Prior to 1967 there was no safe passage between Gaza and the West Bank. In the Camp David Accords (9/78) and the Declaration of Principles (9/93), Israel accepted the principle of Gaza and the West Bank as a single territorial unit. The practical significance of this principle was embodied in arrangements regarding passage between Gaza and the West Bank within the framework of the Interim Agreement (9/95).

These arrangements have not been implemented. The Safe Passage Protocol (10/99) stipulated alternative arrangements to the Interim Agreement. This Protocol has not been fully implemented either.

Israel has clarified that the safe passage arrangements are provisional only. The Safe Passage Protocol clearly states that the arrangements provided included in the Protocol "are without prejudice to the permanent status negotiations".

During the Permanent Status negotiations (9/99-1/01) the Safe Passage was presented as compensation for the Palestinians for not receiving 100% of the West Bank territory. According to the Clinton Ideas, the Palestinians were supposed to receive 95%-99% of the West Bank, the Gaza Strip and the Safe Passage. According to the Geneva Initiative, the Palestinians receive 100% of the West Bank and a Safe Passage between Gaza and the West Bank. The "Disengagement Plan" did not include a reference to the issue of Safe Passage. However, in the Quartet's comments on the Disengagement Plan (9/20/05), it clarified that in the future Palestinian State, Gaza and the West Bank should be contiguous.

Why is this Important? Why Now?

Thus far, the issue of the Safe Passage was perceived to be a territorial one (see drafts of Permanent Status Agreement). However, it is a systemic issue, relating to security, economic and civil modalities, such as border regime, customs arrangements and control over airspace. Additionally, the safe passage is of high strategic importance to the Palestinians. Therefore, Israel should exhaust the economic, political and military potential that the Safe Passage entails prior to Permanent Status Agreement, within the Permanent Status Agreement and during the Permanent Status. The reality on the ground will not enable clear distinction between Israeli and Palestinian sovereign space. Hence, During the Permanent Status, there will be reciprocal intrusions into each state's sovereign space.

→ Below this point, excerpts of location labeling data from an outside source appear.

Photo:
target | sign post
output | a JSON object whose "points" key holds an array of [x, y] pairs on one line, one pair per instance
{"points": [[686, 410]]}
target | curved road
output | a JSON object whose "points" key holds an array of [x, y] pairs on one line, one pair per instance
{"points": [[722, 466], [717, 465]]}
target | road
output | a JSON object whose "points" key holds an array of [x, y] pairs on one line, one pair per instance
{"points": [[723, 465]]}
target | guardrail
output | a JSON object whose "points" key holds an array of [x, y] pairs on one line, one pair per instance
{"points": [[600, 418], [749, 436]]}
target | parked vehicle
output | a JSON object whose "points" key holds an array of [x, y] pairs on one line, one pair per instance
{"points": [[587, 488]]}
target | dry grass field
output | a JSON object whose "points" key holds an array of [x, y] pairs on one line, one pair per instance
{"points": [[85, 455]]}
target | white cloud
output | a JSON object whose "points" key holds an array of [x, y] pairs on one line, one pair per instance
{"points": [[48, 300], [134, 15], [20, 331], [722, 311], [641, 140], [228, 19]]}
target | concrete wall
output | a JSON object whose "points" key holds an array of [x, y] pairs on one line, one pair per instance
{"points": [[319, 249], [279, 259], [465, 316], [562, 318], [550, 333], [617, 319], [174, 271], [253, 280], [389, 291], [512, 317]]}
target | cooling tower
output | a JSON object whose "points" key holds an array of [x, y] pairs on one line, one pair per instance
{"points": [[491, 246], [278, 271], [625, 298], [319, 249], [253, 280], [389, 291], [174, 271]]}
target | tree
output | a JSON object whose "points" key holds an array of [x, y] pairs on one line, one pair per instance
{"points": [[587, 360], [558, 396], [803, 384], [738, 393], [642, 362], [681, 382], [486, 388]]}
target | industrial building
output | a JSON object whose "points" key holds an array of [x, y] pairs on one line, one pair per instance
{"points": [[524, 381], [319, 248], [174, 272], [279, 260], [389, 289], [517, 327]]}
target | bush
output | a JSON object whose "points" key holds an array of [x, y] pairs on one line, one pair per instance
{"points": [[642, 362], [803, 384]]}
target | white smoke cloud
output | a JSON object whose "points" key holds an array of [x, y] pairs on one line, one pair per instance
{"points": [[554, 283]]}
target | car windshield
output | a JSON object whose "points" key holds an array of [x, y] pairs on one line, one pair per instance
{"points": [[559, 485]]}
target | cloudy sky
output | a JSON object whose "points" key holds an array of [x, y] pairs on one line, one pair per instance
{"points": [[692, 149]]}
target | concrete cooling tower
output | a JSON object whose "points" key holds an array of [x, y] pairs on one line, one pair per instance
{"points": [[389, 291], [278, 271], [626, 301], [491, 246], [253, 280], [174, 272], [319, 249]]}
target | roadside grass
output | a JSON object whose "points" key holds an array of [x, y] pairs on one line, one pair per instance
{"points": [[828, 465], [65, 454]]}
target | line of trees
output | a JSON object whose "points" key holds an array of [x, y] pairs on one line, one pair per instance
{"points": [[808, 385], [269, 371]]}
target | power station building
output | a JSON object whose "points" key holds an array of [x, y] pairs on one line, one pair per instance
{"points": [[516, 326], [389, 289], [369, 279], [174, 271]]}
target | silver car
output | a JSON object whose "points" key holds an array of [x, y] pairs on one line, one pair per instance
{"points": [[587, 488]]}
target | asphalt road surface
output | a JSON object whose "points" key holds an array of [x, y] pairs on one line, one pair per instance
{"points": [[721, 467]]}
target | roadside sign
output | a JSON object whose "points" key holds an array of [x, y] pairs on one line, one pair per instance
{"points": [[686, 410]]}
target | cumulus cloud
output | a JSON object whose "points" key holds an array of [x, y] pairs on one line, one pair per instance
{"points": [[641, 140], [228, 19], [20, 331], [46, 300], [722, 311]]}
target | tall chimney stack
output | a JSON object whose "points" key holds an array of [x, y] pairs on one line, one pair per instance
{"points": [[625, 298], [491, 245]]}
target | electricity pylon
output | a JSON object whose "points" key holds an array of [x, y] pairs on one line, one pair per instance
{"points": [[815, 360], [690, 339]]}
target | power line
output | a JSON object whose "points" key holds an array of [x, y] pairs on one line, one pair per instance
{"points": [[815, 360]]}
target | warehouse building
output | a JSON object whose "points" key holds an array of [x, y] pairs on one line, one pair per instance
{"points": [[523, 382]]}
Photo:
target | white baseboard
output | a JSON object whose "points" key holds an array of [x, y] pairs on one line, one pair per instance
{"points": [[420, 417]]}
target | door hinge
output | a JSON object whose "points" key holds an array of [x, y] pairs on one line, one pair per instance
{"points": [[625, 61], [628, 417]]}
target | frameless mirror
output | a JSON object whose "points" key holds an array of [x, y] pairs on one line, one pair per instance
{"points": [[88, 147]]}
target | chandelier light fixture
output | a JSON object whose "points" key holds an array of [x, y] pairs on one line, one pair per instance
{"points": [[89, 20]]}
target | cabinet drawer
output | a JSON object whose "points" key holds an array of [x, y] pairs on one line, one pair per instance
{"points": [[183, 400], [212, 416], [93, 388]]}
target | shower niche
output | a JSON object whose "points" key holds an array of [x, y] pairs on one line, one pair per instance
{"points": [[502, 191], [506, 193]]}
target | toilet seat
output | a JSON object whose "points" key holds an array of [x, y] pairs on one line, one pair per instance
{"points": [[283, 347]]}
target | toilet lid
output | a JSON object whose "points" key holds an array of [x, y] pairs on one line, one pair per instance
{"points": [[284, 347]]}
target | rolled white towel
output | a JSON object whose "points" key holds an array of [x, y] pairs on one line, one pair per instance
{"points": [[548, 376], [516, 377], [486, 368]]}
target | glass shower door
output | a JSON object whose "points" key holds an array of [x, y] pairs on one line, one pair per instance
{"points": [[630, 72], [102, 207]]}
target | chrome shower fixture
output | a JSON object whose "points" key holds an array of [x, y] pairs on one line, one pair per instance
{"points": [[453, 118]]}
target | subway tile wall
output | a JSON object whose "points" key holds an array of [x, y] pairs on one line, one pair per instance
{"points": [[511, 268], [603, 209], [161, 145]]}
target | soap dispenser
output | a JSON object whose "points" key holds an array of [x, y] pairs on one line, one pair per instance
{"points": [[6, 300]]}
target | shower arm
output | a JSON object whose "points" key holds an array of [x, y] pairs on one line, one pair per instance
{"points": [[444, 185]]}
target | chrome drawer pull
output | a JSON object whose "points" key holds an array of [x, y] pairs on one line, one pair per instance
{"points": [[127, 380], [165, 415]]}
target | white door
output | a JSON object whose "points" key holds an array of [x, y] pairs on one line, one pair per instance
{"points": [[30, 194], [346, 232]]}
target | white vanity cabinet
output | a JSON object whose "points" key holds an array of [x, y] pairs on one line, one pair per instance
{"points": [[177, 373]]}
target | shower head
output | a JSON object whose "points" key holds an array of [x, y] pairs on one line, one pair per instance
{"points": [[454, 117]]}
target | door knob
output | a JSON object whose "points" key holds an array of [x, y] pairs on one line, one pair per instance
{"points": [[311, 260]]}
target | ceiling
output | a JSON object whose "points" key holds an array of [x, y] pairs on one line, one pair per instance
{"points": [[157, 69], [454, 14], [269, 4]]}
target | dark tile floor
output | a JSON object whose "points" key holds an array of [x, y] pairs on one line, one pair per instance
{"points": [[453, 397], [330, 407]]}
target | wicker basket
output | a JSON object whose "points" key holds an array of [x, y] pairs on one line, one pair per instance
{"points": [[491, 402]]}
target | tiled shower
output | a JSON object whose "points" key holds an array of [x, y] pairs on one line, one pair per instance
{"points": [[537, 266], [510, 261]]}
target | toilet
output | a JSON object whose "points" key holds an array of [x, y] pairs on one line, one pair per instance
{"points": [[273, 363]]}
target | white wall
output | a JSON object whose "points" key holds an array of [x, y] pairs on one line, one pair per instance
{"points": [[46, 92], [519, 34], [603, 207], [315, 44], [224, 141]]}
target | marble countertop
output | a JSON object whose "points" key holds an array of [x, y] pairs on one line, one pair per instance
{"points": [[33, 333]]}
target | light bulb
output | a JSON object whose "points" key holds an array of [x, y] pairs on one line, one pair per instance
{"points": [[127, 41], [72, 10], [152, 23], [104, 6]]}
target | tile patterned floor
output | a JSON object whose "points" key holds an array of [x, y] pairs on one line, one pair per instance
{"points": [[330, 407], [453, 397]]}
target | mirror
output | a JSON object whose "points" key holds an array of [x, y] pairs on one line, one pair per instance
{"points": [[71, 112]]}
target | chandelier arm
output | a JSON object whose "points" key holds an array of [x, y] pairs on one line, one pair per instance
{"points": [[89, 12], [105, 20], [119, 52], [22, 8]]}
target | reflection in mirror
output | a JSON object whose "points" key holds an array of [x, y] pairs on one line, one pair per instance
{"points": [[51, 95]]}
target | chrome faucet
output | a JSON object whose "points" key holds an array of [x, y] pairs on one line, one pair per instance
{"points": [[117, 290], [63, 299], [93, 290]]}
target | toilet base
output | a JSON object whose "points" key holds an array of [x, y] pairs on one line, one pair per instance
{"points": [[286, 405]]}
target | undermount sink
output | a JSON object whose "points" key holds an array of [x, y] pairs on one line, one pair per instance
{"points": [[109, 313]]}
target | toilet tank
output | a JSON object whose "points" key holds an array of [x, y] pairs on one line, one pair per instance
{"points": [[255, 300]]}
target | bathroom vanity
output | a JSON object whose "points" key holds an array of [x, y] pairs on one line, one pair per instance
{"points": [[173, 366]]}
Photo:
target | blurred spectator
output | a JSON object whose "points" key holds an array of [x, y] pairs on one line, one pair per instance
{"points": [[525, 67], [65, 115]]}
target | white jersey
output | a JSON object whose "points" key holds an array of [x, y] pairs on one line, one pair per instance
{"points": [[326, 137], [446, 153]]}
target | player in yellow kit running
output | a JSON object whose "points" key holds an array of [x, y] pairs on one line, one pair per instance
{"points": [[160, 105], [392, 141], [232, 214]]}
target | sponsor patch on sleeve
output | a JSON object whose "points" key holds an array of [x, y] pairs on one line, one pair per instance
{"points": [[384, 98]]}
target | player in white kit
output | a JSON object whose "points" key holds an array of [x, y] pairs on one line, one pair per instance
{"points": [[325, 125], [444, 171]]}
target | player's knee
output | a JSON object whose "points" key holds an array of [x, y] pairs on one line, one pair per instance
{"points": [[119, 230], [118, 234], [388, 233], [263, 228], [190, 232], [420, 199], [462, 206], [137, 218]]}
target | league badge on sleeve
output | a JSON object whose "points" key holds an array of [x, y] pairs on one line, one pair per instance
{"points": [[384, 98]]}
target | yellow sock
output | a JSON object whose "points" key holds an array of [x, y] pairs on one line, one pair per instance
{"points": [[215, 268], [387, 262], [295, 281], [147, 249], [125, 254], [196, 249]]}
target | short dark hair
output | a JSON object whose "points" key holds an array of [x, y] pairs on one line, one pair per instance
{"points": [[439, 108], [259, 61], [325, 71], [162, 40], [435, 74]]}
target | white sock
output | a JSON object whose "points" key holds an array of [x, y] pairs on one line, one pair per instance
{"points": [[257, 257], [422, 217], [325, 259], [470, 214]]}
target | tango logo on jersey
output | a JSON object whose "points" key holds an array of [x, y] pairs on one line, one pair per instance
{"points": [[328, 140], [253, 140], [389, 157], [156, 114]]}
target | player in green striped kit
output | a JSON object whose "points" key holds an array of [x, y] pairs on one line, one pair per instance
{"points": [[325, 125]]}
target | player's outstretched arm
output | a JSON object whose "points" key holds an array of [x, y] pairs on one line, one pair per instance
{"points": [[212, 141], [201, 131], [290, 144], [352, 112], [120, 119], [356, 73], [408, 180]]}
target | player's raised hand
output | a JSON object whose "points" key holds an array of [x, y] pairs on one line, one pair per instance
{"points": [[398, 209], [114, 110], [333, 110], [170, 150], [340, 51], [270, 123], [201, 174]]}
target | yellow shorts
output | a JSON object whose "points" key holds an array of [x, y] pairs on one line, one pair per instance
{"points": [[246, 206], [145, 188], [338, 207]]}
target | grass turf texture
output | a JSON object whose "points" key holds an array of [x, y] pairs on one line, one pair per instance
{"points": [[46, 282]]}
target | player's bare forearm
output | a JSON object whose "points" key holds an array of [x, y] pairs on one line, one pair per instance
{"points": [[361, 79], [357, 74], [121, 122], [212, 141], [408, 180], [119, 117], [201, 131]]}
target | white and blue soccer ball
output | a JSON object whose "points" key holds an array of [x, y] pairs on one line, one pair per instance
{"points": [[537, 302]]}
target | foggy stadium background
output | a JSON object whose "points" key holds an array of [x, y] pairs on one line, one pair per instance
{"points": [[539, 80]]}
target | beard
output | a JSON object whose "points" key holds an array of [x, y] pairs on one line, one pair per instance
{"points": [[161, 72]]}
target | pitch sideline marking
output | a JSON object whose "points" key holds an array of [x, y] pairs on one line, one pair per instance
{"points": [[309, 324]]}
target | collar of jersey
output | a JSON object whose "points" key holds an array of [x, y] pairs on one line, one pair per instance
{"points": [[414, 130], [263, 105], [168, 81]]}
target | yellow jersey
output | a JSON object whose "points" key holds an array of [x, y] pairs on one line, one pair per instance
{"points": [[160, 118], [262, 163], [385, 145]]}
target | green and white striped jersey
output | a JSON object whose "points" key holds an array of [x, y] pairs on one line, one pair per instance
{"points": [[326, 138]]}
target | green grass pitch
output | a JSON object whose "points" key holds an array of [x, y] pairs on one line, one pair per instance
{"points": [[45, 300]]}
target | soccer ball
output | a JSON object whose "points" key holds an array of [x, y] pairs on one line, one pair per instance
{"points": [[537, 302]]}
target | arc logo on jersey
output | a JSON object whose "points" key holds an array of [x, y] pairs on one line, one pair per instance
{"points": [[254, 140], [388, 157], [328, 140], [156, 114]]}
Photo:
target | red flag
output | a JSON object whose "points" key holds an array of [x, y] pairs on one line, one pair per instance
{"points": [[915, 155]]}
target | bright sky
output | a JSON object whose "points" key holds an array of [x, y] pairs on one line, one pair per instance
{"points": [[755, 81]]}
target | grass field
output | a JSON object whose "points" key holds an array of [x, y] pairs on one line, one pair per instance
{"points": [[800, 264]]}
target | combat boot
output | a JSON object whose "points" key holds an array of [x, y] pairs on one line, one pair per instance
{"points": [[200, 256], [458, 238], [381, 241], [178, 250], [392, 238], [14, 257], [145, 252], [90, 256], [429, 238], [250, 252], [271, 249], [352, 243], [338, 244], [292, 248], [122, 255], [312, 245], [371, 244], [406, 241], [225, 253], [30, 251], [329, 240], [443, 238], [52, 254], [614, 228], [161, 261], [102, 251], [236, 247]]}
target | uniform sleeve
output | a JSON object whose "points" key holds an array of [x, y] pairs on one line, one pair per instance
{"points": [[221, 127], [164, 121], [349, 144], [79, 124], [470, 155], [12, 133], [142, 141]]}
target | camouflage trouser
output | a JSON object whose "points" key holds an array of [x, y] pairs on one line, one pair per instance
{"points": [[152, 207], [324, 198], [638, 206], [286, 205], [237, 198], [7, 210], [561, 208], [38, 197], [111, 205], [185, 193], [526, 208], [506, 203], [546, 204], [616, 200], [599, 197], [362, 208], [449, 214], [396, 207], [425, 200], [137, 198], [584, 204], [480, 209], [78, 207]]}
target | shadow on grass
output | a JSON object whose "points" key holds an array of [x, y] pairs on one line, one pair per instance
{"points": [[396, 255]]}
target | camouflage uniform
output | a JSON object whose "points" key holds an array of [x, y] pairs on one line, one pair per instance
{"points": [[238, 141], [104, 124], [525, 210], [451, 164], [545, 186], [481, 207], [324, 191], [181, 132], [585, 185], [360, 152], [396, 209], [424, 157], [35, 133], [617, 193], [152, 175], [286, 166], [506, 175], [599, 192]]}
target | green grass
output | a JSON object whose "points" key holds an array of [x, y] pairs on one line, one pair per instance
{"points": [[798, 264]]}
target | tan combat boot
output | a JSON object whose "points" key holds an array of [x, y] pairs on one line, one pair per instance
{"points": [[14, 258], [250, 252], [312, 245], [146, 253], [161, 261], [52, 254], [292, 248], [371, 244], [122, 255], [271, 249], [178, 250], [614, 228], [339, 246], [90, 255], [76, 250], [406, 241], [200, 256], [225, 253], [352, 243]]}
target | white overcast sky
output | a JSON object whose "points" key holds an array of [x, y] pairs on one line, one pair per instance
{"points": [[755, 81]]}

For example:

  • Palestinian intrusions: The Safe Passage and Desalination Sites for the Northern West Bank will intrude Israel's sovereign space.
  • Israeli Intrusions: Israel's security needs, primarily maintaining control over air space and electro magnetic spectrum in the West Bank, will intrude Palestinian sovereign space.

Policy Options

The safe passage and all the other arrangements for connecting Gaza with the West Bank are of the strongest cards that Israel holds in the Permanent Status negotiations. For example, there could be a clear linkage between the Safe Passage and Israel's intrusion of Palestinian air space. Israel should leverage the safe passage card to the largest extent in order to protect its interests in the Permanent Status.